Suite à la crise de 1929, le débat sur les nationalisations refait surface en Europe entre les partisans d’une politique de nationalisation des infrastructures et des secteurs clés de l’économieet ceux préconisant un régime d’économie mixte où le régime de propriété capitaliste reste dominant. En France, un clivage existe dans le mouvement syndical (notamment entre CGT et CGT-U puis dans la CGT réunifiée) entre les « réformistes » et les « syndicalistes révolutionnaires », ces derniers considérant qu’étatiser une partie de l’économie sans rompre avec le régime du profit et les inégalités de classe, est un leurre. La nationalisation des chemins de fer par la création de la SNCF en 1937 illustre cette situation, puisqu’il s’agit avant tout d’éponger les dettes des grands actionnaires des compagnies privées, sans toucher aux profits accumulés depuis des dizaines d’années, et en les indemnisant très généreusement : « socialiser les pertes, privatiser les profits », est une revendication patronale ancienne…

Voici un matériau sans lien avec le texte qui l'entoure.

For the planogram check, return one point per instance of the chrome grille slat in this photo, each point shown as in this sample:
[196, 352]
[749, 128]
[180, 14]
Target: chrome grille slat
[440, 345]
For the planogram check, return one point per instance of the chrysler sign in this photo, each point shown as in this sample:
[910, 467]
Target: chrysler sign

À l’échelle internationale, les collectivisations en Espagne, entre 1936 et 1939, sont une expérience particulièrement intéressante ; sans les mythifier, elles montrent que « c’est possible » à grande échelle, sans recours aux nationalisations étatiques mais en fédérant des initiatives mises en œuvre à la base. Plusieurs millions de personnes participèrent à des réalisations sans précédent[4] : les collectivités agricoles d’Aragon et la socialisation d’entreprises et des services publics en Catalogne, par exemple, se sont faites sans recours à l’État. Celles et ceux qui produisaient se sont emparé.es des usines, des bureaux, des champs. Ils et elles ont géré directement la production, sa répartition, les échanges, mais aussi les moyens à mettre en commun pour l’éducation, la santé, etc. Dans certaines collectivités, un salaire unique a été mis en place, dans d’autres l’argent était aboli au profit de bons d’échange, non capitalisables et utiles pour la seule satisfaction des besoins familiaux, … Bien entendu, le contexte politique, économique et social de l’Espagne de 1936 n’est pas celui de notre monde contemporain, mais ces expériences méritent toute notre attention.

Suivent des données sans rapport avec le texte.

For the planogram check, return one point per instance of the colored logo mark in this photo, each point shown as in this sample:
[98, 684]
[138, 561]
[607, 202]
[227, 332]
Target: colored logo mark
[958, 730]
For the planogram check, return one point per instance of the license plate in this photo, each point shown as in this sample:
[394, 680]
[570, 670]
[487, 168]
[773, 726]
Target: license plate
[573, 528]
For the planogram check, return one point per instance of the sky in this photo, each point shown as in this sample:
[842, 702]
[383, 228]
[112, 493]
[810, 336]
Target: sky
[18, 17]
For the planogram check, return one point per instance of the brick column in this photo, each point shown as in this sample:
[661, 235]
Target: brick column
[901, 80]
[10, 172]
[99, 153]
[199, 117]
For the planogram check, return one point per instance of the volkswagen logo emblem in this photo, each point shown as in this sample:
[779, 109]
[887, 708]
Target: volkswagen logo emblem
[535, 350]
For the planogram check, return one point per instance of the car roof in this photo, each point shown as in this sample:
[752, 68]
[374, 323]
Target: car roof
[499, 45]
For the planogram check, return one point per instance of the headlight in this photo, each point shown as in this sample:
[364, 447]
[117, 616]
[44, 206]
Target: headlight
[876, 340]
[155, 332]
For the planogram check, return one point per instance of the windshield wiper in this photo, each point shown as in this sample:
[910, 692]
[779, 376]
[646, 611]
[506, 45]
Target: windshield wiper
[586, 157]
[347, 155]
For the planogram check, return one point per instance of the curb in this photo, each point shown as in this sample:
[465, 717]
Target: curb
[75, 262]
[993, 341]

En 1945, après la Seconde Guerre mondiale, où tout est à reconstruire et afin d’écarter toute velléité de remise en causedu système, nombre de gouvernements européens mettent en place des politiques dites keynésiennes[5] fondées sur un interventionnisme étatique fort. En France, dans le cadre du Conseil national de la résistance (CNR) regroupant les courants politiques de droite et de gauche, le projet était « le retour à la nation de tous les grands moyens de production monopolisée, fruit du travail commun, des sources d’énergie, des richesses du sous-sol, des compagnies d’assurances et des grandes banques » ; le préambule de la constitution de 1946 reprend ces principes. Une grande partie du patronat ne s’y oppose pas, non seulement parce que les actionnaires indemnisés pourront investir dans des secteurs plus juteux à court terme, mais aussi parce que les lourds investissements assumés par l’État seront profitables au développement du capitalisme. De surcroît, la gestion des secteurs nationalisés n’étant pas sous contrôle ouvrier (aucune organisation du CNR ne revendique cela ; au contraire, PCF et CGT dénoncent ces mots d’ordre), le changement juridique de la propriété ne remet en cause, ni la logique de rentabilité, ni le pouvoir de décision et de gestion des dirigeant.es. Rien d’étonnant, comme le disait le sociologue Pierre Bourdieu, tant la porosité entre « la noblesse d’État » technocratique et les pouvoirs économiques, contredit la notion « d’État garant de l’intérêt général ».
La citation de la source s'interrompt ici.